Thursday, October 19, 2006

Is this a future Web 3.0 learning tool?

Sometimes you find possibility in the strangest places. For one reason or another I subscribed to a SciFi channel newsletter about technology. For one reason or another I rarely read it and have been too lazy to unsubscribe. And boy am I glad I didn't (unsubscribe that is). I happened to open the latest edition of Sci Fi Tech and besides articles about kite generators and handmade laptops there was this article on the future of online networking: SHIFT: What comes after MySpace.

The article proposes a social networking system unplugged from a computer.
Let's imagine a new site that was designed not to connect people just when they're sitting at their computers, but in real life as well.

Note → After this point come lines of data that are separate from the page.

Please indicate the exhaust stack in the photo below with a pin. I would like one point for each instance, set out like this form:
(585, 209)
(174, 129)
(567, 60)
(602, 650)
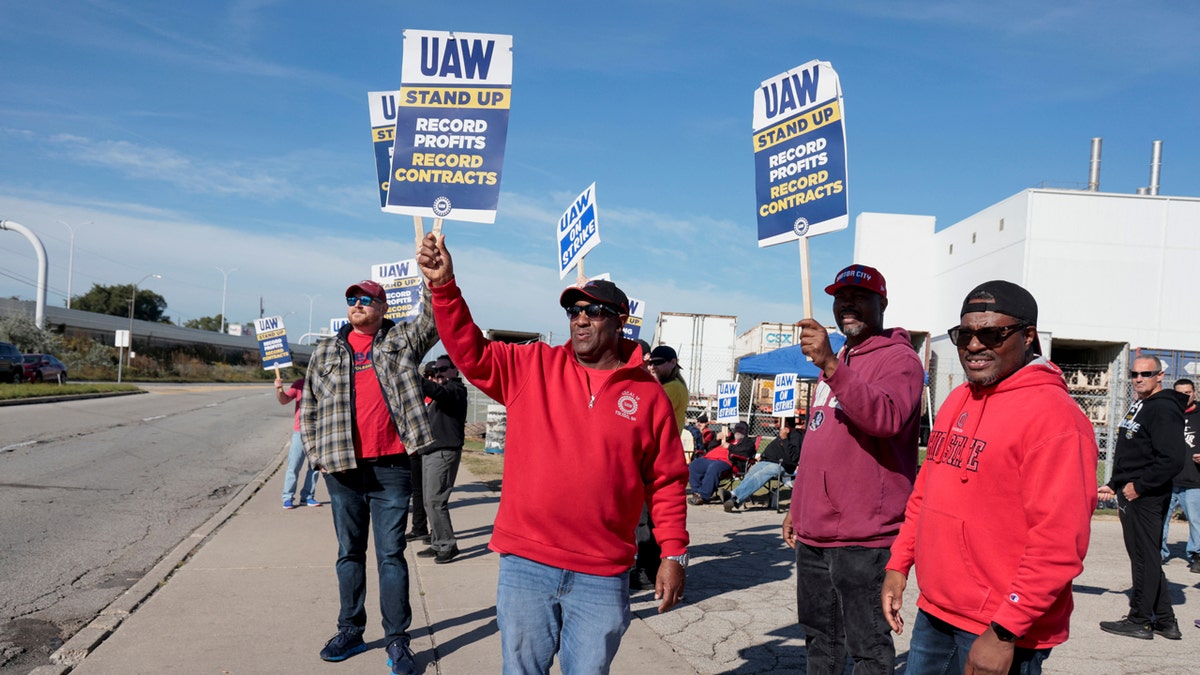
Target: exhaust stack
(1093, 173)
(1156, 165)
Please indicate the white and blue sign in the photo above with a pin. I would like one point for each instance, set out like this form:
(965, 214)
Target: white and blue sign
(451, 125)
(784, 395)
(799, 155)
(383, 135)
(727, 401)
(402, 281)
(273, 342)
(579, 231)
(633, 328)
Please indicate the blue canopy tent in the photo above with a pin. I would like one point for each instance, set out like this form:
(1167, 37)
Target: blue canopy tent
(786, 359)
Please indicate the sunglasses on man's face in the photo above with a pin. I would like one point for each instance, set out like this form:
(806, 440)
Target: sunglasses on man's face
(990, 338)
(594, 310)
(351, 300)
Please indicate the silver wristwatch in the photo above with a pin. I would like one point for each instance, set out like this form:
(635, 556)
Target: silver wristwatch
(681, 559)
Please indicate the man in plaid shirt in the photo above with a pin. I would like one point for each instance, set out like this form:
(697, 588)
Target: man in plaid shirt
(361, 416)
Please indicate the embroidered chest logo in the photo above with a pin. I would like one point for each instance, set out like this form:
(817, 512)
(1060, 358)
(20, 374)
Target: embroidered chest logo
(627, 405)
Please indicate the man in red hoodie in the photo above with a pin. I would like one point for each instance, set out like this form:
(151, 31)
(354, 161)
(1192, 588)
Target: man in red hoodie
(999, 521)
(855, 475)
(592, 437)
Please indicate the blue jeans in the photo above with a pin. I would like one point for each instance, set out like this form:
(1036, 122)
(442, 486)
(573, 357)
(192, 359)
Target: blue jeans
(1188, 499)
(838, 605)
(375, 491)
(295, 460)
(541, 610)
(936, 649)
(705, 475)
(759, 476)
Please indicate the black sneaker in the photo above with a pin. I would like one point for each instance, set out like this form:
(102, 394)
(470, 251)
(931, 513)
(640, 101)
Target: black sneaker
(1168, 628)
(400, 658)
(347, 643)
(1128, 628)
(445, 556)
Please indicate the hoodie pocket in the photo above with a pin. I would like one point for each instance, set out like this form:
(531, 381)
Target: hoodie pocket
(947, 572)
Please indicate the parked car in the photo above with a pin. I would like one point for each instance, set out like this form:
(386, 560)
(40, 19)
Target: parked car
(11, 369)
(45, 368)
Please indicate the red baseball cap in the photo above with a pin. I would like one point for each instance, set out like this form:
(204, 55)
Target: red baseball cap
(370, 288)
(859, 275)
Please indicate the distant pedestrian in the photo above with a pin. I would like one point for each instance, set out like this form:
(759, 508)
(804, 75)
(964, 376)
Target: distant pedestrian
(295, 453)
(1186, 485)
(1149, 454)
(363, 413)
(439, 463)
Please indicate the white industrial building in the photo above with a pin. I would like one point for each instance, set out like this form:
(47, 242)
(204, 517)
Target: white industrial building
(1111, 273)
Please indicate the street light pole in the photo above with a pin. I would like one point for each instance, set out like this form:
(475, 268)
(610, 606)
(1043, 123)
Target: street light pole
(225, 285)
(133, 299)
(311, 298)
(71, 260)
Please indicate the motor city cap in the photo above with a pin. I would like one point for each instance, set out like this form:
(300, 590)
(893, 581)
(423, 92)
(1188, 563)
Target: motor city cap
(862, 276)
(598, 291)
(367, 287)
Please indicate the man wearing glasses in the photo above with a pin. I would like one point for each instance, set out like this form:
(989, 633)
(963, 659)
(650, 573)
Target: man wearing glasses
(855, 475)
(361, 414)
(591, 438)
(999, 521)
(1150, 453)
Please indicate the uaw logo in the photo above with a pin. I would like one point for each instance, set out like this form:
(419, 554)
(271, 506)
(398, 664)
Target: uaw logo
(627, 405)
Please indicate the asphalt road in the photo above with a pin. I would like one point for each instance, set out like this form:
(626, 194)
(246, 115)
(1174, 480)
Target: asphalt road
(94, 493)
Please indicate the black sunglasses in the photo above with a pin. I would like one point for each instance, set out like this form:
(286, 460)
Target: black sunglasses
(990, 338)
(365, 299)
(594, 310)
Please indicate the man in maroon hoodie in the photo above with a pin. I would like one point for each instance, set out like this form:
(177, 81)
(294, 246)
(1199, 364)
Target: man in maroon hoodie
(999, 523)
(855, 475)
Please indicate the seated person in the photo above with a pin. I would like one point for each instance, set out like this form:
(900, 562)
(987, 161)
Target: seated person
(706, 472)
(781, 455)
(742, 448)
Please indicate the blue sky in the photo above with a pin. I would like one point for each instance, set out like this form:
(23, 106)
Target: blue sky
(178, 138)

We'll call it "RealityConnect," just to keep it simple. RealityConnect is event-based rather than profile-based. That means unlike MySpace, a site based around personal profiles, it would be similar to sites like Flavorpill or Oh My Rockness, with listings for cultural events like movies, concerts, art openings, and the like. These listings would be city-specific, so you'd use a localized version of RealityConnect depending on where you live. You could use your PDA or phone to connect when you're out and about and find out what's going on wherever you are.

In addition to the site-created event calendar, users would be able to create and share their own events much like you can do using Google Calendar and Evite. Combine this with the profile-based setup of MySpace and you have a new type of site that is focused on real-life events rather than on just creating profiles. People could share photos about events as recaps as well as to use in the listings of similar upcoming events.
What if this is applied to learning. Suppose you are in the field and you have an "aha" moment and you discover a new way of doing something that streamlines a process and makes your work easier. You can post what you did (maybe a simple podcast or a written note) and let others within your network become aware of your shortcut. It's an instant learning moment.